O culto à padronização corporal no Brasil
Enviada em 01/11/2017
A ditadura do padrão corporal: preconceito velado.
“A fim de ver o mundo, temos de romper com a nossa aceitação habitual”, a frase do filósofo Maurice Merleau, explica e se enquadra no contexto vivenciado pela sociedade atual, onde foram criados e inseridos padrões estéticos que são aceitos pela massa e permanecem enraizados como valores que excluem e discriminam aqueles que não se adequam a essa realidade. Enfatizando assim, a preocupação e fatores de risco que o culto à padronização corporal no Brasil pode causar.
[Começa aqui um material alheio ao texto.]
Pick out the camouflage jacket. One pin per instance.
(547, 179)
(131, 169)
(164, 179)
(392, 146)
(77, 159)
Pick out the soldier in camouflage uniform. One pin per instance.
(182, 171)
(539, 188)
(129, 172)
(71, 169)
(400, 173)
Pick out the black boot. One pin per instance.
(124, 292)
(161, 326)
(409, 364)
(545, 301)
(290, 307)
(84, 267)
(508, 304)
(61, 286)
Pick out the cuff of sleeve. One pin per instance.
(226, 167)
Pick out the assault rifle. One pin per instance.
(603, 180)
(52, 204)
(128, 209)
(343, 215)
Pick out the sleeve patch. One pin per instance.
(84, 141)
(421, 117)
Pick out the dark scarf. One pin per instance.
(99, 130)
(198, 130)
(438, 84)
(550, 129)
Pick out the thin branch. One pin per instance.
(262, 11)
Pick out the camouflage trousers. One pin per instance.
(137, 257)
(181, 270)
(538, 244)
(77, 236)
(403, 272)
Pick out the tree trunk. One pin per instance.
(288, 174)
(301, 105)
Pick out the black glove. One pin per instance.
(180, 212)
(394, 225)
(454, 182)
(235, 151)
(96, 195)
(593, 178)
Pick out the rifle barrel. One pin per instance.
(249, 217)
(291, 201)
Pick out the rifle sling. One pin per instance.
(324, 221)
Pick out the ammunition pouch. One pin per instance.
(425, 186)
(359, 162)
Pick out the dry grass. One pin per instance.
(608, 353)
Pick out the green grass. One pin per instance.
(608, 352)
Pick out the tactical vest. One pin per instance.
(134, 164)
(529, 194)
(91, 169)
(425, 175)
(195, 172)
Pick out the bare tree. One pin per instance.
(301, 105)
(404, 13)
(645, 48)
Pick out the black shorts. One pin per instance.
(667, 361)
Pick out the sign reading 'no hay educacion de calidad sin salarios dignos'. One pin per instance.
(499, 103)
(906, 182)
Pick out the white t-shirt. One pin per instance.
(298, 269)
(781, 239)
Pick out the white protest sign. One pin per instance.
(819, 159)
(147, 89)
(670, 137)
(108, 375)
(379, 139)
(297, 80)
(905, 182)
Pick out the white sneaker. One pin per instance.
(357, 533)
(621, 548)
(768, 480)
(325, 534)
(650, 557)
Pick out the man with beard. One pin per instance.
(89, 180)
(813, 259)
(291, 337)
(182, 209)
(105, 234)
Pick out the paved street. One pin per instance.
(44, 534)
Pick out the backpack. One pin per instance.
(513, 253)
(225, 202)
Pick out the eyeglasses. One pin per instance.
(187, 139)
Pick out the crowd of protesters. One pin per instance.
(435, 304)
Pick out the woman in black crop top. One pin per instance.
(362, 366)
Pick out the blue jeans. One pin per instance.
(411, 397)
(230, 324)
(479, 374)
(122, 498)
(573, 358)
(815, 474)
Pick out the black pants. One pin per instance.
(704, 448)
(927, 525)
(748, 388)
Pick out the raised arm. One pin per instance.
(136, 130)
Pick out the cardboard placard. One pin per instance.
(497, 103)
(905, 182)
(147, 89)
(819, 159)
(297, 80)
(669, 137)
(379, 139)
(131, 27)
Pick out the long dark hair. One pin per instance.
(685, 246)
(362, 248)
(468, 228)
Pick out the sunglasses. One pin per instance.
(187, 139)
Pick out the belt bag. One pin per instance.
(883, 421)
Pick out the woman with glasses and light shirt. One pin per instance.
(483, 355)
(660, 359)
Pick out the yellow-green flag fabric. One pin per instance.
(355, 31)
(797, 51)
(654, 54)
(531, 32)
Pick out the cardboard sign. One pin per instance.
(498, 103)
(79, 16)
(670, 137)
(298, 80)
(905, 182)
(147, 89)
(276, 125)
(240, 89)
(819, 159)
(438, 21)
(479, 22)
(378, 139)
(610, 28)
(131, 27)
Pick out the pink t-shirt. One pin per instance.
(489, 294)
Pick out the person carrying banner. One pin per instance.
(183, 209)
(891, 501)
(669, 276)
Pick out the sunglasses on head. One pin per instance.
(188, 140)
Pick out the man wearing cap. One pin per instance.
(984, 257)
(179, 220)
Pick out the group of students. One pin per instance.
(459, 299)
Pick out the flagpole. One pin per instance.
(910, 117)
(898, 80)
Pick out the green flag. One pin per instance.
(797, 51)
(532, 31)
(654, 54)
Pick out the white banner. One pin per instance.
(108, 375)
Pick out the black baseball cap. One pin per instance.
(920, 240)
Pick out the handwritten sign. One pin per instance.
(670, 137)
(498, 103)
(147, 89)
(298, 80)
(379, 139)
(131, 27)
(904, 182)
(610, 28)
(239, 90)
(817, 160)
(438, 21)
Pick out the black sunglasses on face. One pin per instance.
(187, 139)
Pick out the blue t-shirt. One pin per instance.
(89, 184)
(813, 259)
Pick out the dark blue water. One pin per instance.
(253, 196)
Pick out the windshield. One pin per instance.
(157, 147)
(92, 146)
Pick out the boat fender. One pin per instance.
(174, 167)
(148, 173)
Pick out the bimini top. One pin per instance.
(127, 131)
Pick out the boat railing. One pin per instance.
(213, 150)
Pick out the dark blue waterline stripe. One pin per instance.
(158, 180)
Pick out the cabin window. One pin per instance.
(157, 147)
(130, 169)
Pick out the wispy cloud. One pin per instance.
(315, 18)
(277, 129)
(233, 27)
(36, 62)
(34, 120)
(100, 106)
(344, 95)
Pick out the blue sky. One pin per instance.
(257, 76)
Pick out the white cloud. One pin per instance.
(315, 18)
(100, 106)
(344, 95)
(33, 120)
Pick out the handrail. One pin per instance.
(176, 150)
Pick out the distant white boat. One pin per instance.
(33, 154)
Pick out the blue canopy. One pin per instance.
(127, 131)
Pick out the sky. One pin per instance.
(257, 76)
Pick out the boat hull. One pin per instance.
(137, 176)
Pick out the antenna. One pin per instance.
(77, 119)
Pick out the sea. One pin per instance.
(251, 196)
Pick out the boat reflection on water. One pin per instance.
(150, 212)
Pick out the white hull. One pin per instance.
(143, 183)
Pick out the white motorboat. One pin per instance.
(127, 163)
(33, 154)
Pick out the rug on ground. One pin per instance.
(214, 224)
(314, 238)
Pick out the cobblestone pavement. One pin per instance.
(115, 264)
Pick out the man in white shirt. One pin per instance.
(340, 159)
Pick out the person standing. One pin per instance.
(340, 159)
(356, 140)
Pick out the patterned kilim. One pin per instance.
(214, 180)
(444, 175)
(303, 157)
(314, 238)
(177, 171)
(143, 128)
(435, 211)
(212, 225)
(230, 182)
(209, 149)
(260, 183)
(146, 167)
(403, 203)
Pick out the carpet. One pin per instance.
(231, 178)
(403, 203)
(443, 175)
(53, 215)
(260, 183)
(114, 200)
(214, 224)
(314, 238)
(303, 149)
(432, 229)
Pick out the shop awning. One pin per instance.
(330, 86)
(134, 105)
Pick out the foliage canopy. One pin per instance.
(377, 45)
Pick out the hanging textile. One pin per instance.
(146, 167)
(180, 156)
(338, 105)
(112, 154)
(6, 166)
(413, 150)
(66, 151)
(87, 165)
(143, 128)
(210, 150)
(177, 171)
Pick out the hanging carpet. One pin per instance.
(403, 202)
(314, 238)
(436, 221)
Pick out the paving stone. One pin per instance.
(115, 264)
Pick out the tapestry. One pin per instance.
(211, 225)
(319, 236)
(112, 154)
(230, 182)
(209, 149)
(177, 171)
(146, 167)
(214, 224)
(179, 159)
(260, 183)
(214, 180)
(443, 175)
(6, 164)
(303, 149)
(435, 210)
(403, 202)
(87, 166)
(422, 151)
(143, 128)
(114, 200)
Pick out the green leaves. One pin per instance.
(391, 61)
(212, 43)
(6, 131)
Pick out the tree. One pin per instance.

É necessário compreender o fato de que a mídia contribui significativamente para a formulação de um ideal comum de aceitação para o corpo humano, e atinge diretamente um público que é composto majoritariamente por adolescente e que são facilmente induzidos pelas referências mostradas. Uma vez que estão em um processo de desenvolvimento e formação de personalidade, buscam se moldar de acordo com o visto como belo pela sociedade e que é por muitas vezes, inatingível. Dessa maneira, devido a frustração encontrada, podem potencialmente desenvolver uma série de problemas como: anorexia, bulimia e vigorexia - que são relacionados a preocupação do indivíduo com o peso e a imagem corporal - , além de transtornos psicológicos como a depressão.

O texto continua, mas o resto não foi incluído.